My excuse for using social media is that it helps me stay in touch with friends who live far away.  Clicking ‘like’ is the busy introvert’s dream.  Alone with our screens, we can still interact with friends, letting one know that we admired her vacation pictures, expressing sympathy for another’s crisis, and celebrating the professional success of the third.  We can keep up with both current friends and people from our distant past.  Social media makes it easy: Click, click, click, done.

Really?  Meh.  Likes are cheap and we get what we pay for.

The reality is that social media doesn’t do what I pretend it does.  I click ‘like’ and tell myself that I’m connecting with my old friend. But I’m not. Bringing the number of likes on her post from 35 to 36 doesn’t connect me to her in any significant way.  It just lets me think that I’ve connected with her.  But social media doesn’t give us the deep social interactions that we need.  It doesn’t let us have conversations that connect our souls and nourish us; it doesn’t give us the shared experiences that solidifies our friendships.

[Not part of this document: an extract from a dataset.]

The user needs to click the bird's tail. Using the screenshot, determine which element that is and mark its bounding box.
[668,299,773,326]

A few years ago, I got a visceral reminder of how unsatisfactory ‘like’-type interactions on social media can be.  Good friends were suddenly writing ‘happy birthday’ to me on social media instead of calling me.  I got many more birthday wishes than ever before, but the experience still left me feeling vaguely ignored and a little sad.  I didn’t learn anything though.  I continued to use social media in the same way that they did.

So can’t we just be more mindful, say, carefully choosing between ‘likes’ and phone calls on each occasion?  That’d be nice.  The problem is that most of us aren’t mindful enough for that to work.  It’s quicker and easier to type ‘happy birthday’ on social media than to make a phone call, and we’re all busy and inclined to cut corners.  And since social media lets us to maintain connections with lots of people, we now have many more people to stay in touch with.  So we just click ‘like’.

Recognizing that more drastic steps are needed, Cal Newport argues that we should simply stop clicking ‘like’.  Why?  Eliminating the fake way of staying in touch opens space for exploring real and better ways.  I adopted his approach several weeks ago, and I love it.  When I’m inclined to click ‘like’ on a friend’s post, I now have to think:  Does this friendship matter to me?  If it does, what do I want to do to nourish it?  And I’ve made positive changes.  Since I wasn’t able to ‘like’ her post, I ended up calling a good friend who I hadn’t spoken to in over a year.  We had a wonderful conversation and we decided to speak more regularly.  Instead of adding sympathetic sad emoji to the posts of a friend who is struggling right now, I reached out and made plans to see her for a long chat.  And I’m pondering other possibilities.

I can’t keep in touch with this way with all my social media people, and I don’t want to.  The selectivity is important.  We know that ‘likes’ are cheap.  Reaching out in real ways says that you’re not just one of my social media friends.  You matter in my life, I care about you, and I value your friendship.  These are messages that we all so badly need to hear.  ‘Likes’ we can do without.

The fine print

Cal Newport discusses not clicking ‘like’ in Digital Minimalism– one of my favorite books so far this year.  In discussing the effects of social media on our relationships, he is drawing on Sherry Turkle’s Reclaiming conversation: The power of talk in a digital age (next on my reading list).

My experiments with Newport’s 30 day digital declutter program here.

Some of my closest friends (you know who you are!) never drifted away from birthday calls and real conversations.  Thank you from the bottom of my heart!